Antaeotricha sterrhomitra

Scientific classification
- Domain: Eukaryota
- Kingdom: Animalia
- Phylum: Arthropoda
- Class: Insecta
- Order: Lepidoptera
- Family: Depressariidae
- Genus: Antaeotricha
- Species: A. sterrhomitra
- Binomial name: Antaeotricha sterrhomitra (Meyrick, 1925)
- Synonyms: Stenoma sterrhomitra Meyrick, 1925;

= Antaeotricha sterrhomitra =

- Authority: (Meyrick, 1925)
- Synonyms: Stenoma sterrhomitra Meyrick, 1925

Species of moth

Antaeotricha sterrhomitra is a moth of the family Depressariidae. It is found in Brazil (Amazonas).

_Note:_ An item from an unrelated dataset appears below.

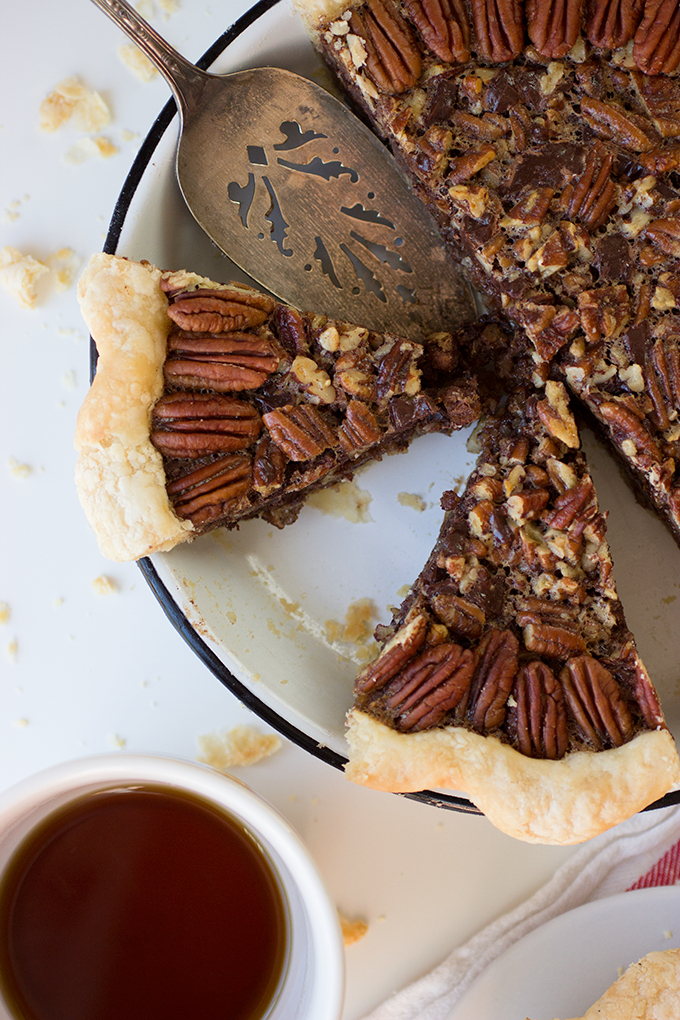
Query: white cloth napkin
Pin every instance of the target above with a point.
(642, 851)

The wingspan is 12–13 mm. The forewings are white, partially slightly tinged or speckled fuscous and with a dark fuscous basal dot in the middle. The first discal stigma and plical are obliquely beyond it. They are rather large, dark fuscous, and there is usually a cloudy mark on the costa at one-fourth, sometimes all united by a streak of fuscous suffusion. A slightly curved somewhat irregular dark fuscous streak is found from the costa at three-fifths to the dorsum at three-fourths, in females rather thick, suffused posteriorly. There is also a hardly curved dark fuscous streak from the costa towards the apex to the termen above the tornus and there are four dark fuscous dots around the apex and upper part of the termen. The hindwings are ochreous-whitish in males and grey in females.